Al fin, Murtagh dijo:
—Me ordenaron que intentara capturaros a ti y a Saphira. —Hizo una pausa—. Lo he intentado… Asegúrate de que nuestros caminos no vuelvan a cruzarse. Galbatorix me hará pronunciar nuevos juramentos en el idioma antiguo que me impedirán tener piedad contigo la próxima vez que nos encontremos.
Bajó la espada.
—Estás haciendo lo que debes —dijo Eragon.
Intentó dar un paso atrás, pero seguía inmovilizado.
—Tal vez. Antes de que te deje ir… —Murtagh arrancó a Zar’roc del puño de Eragon y soltó la funda que éste llevaba prendida al cinturón de Beloth el Sabio—. Si me he convertido en mi padre, tendré que usar su espada. Espina es mi dragón y será una espina para todos nuestros enemigos. Entonces, parece justo que lleve la espada Suplicio. Suplicio y Espina, buen equipo. Además, Zar’roc tenía que haber pasado al hijo mayor de Morzan, no al menor. Es mía por derecho de nacimiento.
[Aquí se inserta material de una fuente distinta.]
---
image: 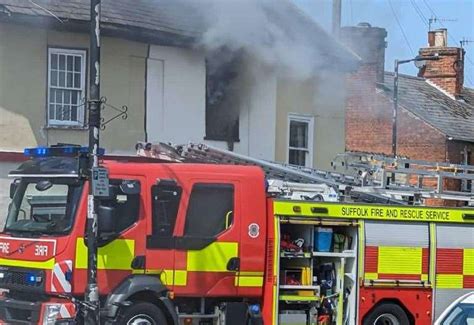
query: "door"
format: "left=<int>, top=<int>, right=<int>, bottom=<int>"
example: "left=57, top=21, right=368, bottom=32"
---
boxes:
left=364, top=221, right=429, bottom=283
left=145, top=179, right=182, bottom=290
left=175, top=180, right=241, bottom=297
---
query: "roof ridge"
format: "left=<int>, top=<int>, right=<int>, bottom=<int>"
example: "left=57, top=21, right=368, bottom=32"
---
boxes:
left=384, top=71, right=426, bottom=80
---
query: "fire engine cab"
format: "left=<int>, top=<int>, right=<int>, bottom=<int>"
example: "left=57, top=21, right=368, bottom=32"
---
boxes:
left=0, top=147, right=474, bottom=325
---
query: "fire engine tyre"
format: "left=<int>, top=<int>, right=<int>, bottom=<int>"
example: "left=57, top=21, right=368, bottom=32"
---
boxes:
left=118, top=302, right=168, bottom=325
left=364, top=303, right=410, bottom=325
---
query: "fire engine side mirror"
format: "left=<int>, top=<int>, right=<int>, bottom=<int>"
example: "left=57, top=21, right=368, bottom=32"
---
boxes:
left=10, top=179, right=20, bottom=199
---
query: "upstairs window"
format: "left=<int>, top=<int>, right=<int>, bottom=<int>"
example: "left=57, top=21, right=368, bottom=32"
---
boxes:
left=48, top=48, right=86, bottom=127
left=205, top=51, right=240, bottom=142
left=288, top=114, right=313, bottom=167
left=184, top=183, right=234, bottom=237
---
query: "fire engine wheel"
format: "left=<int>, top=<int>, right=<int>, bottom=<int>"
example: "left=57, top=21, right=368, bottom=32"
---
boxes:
left=118, top=302, right=168, bottom=325
left=364, top=303, right=410, bottom=325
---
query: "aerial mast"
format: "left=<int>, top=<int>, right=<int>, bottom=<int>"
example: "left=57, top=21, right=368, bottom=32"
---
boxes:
left=85, top=0, right=101, bottom=324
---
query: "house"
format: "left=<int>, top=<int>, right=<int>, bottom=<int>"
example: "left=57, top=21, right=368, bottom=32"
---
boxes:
left=341, top=24, right=474, bottom=202
left=0, top=0, right=359, bottom=211
left=342, top=25, right=474, bottom=163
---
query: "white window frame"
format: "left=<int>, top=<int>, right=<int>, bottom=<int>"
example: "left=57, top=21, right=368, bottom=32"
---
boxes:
left=286, top=113, right=314, bottom=168
left=46, top=47, right=87, bottom=127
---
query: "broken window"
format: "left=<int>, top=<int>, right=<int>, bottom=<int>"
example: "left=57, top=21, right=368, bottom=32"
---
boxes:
left=205, top=51, right=240, bottom=142
left=288, top=114, right=313, bottom=167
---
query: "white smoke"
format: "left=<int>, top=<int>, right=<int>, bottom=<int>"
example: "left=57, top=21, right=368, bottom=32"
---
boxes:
left=194, top=0, right=342, bottom=79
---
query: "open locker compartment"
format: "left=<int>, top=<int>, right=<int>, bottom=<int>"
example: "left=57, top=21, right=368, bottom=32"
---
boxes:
left=278, top=218, right=358, bottom=325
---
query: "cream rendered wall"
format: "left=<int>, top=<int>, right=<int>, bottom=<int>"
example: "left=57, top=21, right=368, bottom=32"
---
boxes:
left=275, top=73, right=345, bottom=169
left=0, top=23, right=148, bottom=153
left=146, top=45, right=276, bottom=159
left=146, top=45, right=206, bottom=143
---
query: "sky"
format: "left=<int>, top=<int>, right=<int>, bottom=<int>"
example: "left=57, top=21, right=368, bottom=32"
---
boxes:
left=293, top=0, right=474, bottom=88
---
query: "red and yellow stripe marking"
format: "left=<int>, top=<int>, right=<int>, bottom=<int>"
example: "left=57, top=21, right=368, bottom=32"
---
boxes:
left=364, top=246, right=429, bottom=281
left=436, top=248, right=474, bottom=289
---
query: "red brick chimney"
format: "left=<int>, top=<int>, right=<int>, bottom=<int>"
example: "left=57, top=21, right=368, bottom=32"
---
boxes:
left=340, top=23, right=392, bottom=154
left=418, top=28, right=464, bottom=97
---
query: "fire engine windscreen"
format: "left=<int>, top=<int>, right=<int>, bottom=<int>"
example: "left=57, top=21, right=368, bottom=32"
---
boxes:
left=4, top=179, right=82, bottom=235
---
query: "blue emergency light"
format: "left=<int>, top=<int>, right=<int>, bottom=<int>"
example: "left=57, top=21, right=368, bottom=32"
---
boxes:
left=23, top=146, right=105, bottom=157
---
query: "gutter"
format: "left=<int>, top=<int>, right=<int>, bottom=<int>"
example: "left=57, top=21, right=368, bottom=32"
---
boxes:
left=0, top=10, right=198, bottom=48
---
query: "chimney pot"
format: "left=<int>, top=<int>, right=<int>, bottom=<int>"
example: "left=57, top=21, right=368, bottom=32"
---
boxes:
left=434, top=28, right=448, bottom=47
left=418, top=28, right=464, bottom=97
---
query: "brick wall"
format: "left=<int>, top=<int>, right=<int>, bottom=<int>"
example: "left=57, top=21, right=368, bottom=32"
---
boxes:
left=345, top=65, right=392, bottom=154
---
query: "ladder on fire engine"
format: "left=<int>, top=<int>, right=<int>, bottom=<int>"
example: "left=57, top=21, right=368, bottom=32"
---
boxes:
left=136, top=142, right=474, bottom=205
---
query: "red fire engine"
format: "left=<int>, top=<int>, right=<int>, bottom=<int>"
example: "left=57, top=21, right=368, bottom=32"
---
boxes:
left=0, top=147, right=474, bottom=325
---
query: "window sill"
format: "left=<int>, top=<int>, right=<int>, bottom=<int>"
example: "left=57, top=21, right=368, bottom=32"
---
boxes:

Un pozo frío se formó en el estómago de Eragon. «No puede ser.»
Una sonrisa cruel apareció en el rostro de Murtagh.
—Nunca te dije el nombre de mi madre, ¿verdad? Y tú no me dijiste el de la tuya. Lo diré ahora: Selena. Selena era mi madre, y la tuya. Morzan era nuestro padre. Los gemelos adivinaron la conexión mientras hurgaban en tu mente. A Galbatorix le interesó mucho conocer esa información particular.
—¡Mientes! —exclamó Eragon.
No podía soportar la idea de ser hijo de Morzan. «¿Lo sabía Brom? ¿Lo sabía Oromis?… ¿Por qué no me lo dijo nadie?» Entonces recordó que Angela había predicho que alguien de su familia lo traicionaría. «Tenía razón.»
Murtagh se limitó a menear la cabeza, repitió sus palabras en el idioma antiguo y luego acercó los labios al oído de Eragon y susurró:
—Tú y yo somos lo mismo, Eragon. La misma imagen reflejada. No puedes negarlo.
—Te equivocas —gruñó Eragon, luchando contra el hechizo—. No nos parecemos. Yo ya no tengo la cicatriz en la espalda.
Murtagh se echó hacia atrás como si le hubieran pinchado, y su rostro se endureció y se volvió frío. Alzó a Zar’roc y la sostuvo delante del pecho.
—Pues así sea. Te cojo mi legado, hermano. Adiós.
Luego recogió el yelmo del suelo y montó en Espina. No miró a Eragon ni una sola vez mientras el dragón se agachaba, alzaba las alas y sobrevolaba la meseta hacia el norte. Sólo cuando Espina había desaparecido por el horizonte se soltó la red mágica que retenía a Eragon y Saphira.
Los talones de Saphira golpearon la piedra al aterrizar. Se arrastró hasta Eragon y le tocó un brazo con el morro. ¿Estás bien, pequeñajo?
Estoy bien. Pero no estaba bien, y lo sabía.
Eragon caminó hasta el borde de la meseta y supervisó los Llanos Ardientes y el campo tras la batalla, pues ésta había terminado. Con la muerte de los gemelos, los vardenos y los enanos habían recuperado el terreno perdido y se habían visto capaces de derrotar a las formaciones de soldados confundidos, arreándolos en manada hacia el río, o forzándolos a irse por donde habían venido.
Aunque el grueso de sus fuerzas permanecía ileso, el Imperio había tocado a retirada, sin duda para reagruparse y preparar un segundo intento de invadir Surda. Tras su estela quedaban montones de cadáveres enmarañados de ambas partes del conflicto, una cantidad de hombres y enanos suficiente para poblar una ciudad entera. El espeso humo negro consumía los cuerpos que habían caído en las fumarolas de la turba.
Ahora que había cesado la lucha, los halcones, las águilas, los grajos y los cuervos descendían como una mortaja sobre el campo.
Eragon cerró los ojos, y las lágrimas desbordaron los párpados.
Habían ganado, pero él había perdido.